04 mars 2010

Grosse bourde du parti de Berlusconi aux régionales

Les régionales 2010, c'est aussi en Italie, le 28 mars prochain.
Mais l'événement majeur de cette campagne est peut-être arrivé le week-end dernier. On ne le sait que maintenant, c'est tout chaud, et les quotidiens nationaux français n'en parlent pas encore. Attention, exclusivité !

Le dépôt des listes devait clore samedi à midi. Et le mec qui devait enregistrer les listes du PDL de Berlusconi pour le Lazio, un certain Alfredo Milioni, est arrivé un peu en retard... avec un dossier incomplet. Le dépôt de la liste lui a été refusé. Que fait-on dans ce cas ? On dépose un recours bien sûr, auprès de la cour d'appel de Rome. Elle a rendu son jugement lundi dernier : recours rejeté.

Le collègue lombard d'Alfredo, lui, est arrivé à l'heure. Mais après vérification, il manquait des signatures pour la tête de liste, Roberto Formigoni. Sa liste pourra se présenter, mais pas lui, si j'ai bien compris.

Ici, c'est en train de tourner au drame. C'est vrai qu'il y a de quoi.
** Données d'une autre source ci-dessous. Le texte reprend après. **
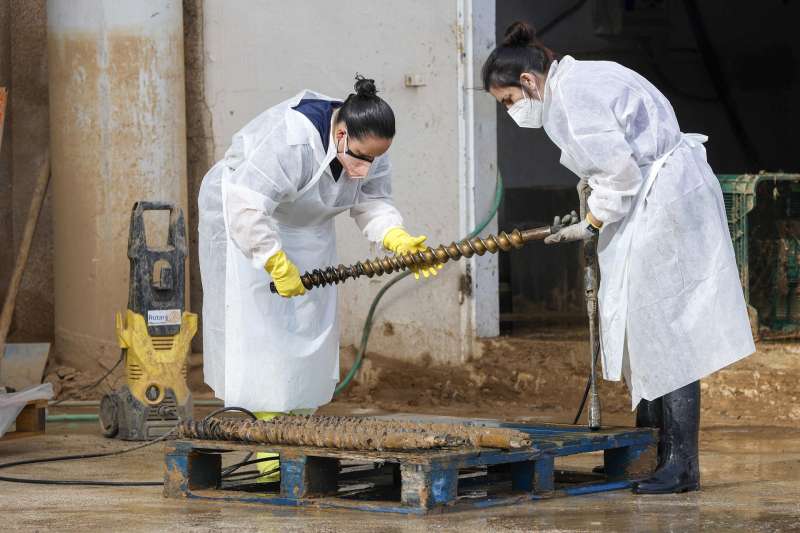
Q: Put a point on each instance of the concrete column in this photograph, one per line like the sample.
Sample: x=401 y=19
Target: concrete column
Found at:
x=118 y=135
x=6 y=208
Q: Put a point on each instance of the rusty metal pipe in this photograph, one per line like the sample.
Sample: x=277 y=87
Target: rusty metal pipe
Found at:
x=354 y=433
x=431 y=256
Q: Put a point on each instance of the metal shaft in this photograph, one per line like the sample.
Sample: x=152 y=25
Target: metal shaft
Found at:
x=426 y=258
x=591 y=280
x=355 y=433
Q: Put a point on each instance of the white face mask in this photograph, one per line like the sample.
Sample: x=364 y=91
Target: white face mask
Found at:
x=526 y=111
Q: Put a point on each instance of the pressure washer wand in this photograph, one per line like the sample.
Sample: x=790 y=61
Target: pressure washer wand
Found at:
x=431 y=256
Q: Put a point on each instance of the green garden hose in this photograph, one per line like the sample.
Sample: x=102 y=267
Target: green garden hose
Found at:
x=367 y=329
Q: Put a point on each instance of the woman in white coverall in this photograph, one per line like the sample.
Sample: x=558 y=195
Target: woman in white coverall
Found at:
x=671 y=304
x=266 y=214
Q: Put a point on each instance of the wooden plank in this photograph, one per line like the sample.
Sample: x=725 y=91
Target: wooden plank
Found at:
x=42 y=181
x=427 y=480
x=427 y=488
x=3 y=104
x=303 y=476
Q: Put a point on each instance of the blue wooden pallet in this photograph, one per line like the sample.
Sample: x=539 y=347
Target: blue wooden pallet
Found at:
x=418 y=482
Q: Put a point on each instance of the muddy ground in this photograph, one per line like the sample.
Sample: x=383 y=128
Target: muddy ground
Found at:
x=546 y=371
x=531 y=372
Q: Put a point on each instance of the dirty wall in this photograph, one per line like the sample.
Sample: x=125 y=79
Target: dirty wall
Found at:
x=23 y=69
x=269 y=58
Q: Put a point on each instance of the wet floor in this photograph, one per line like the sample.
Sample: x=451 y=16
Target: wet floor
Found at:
x=751 y=482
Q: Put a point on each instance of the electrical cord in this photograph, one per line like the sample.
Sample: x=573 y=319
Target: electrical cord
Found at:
x=100 y=483
x=97 y=483
x=585 y=391
x=96 y=383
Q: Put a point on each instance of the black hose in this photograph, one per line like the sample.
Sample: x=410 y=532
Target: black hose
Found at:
x=84 y=456
x=110 y=454
x=586 y=390
x=96 y=383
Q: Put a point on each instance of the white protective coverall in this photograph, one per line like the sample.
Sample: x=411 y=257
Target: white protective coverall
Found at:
x=272 y=191
x=671 y=304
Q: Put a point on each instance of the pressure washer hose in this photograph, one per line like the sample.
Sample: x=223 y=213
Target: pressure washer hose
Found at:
x=367 y=329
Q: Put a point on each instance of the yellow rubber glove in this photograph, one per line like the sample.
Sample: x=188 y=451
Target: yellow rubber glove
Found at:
x=285 y=275
x=270 y=468
x=400 y=242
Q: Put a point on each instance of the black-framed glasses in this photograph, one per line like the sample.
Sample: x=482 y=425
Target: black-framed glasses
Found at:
x=366 y=158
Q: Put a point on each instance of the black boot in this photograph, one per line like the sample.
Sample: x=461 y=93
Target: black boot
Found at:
x=679 y=468
x=651 y=415
x=648 y=415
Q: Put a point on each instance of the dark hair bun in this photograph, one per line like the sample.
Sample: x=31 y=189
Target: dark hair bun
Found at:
x=365 y=87
x=519 y=34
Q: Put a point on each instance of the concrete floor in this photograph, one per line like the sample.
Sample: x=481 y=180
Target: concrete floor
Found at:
x=751 y=482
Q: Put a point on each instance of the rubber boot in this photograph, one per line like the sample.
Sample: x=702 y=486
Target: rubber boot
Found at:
x=648 y=415
x=679 y=469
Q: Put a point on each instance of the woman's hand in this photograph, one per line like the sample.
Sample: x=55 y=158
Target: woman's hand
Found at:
x=285 y=275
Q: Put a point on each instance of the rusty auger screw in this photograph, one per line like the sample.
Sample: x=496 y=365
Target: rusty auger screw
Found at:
x=428 y=257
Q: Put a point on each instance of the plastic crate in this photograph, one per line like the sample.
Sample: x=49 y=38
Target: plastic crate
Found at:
x=759 y=208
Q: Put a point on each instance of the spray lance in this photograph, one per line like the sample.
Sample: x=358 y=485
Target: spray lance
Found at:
x=431 y=256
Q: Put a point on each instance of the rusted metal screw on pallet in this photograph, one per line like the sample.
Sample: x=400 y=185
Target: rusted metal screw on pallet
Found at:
x=426 y=258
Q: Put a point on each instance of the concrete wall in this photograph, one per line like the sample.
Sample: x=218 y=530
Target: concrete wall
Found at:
x=23 y=68
x=260 y=53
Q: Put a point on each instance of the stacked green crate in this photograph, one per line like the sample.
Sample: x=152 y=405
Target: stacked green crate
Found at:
x=774 y=201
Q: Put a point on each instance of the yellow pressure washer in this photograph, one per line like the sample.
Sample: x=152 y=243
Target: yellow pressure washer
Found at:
x=155 y=335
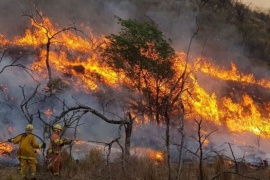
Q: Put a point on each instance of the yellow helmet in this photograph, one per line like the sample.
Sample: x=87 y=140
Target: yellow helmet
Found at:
x=29 y=127
x=57 y=127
Imaginez que l'UMP ne puisse pas se présenter en Ile-de-France, et qu'en plus Françoise Grossetête, cerise sur le gâteau, soit inéligible. Les parisiens et lyonnais ne s'en remettraient pas...

Aux dernières nouvelles, les dirigeants du PDL tenteraient leur chance au tribunal administratif régional, mais ce dernier ne serait peut-être pas compétent. La Stampa parle d'une petite loi sur mesure. Les militants menacent de descendre dans la rue. Les romains sont plutôt en colère, puisque le président sortant PD (centre gauche) de la région, Piero Marazzo, a été contraint à la démission par un scandale impliquant sexe et drogue, nous rappelle Le Point. La région était donnée gagnante par la droite.

A côté, Marie-Luce Penchard, est une ministre consciencieuse et impartiale. (Tiens ! Elle semble déjà préparer sa sortie.)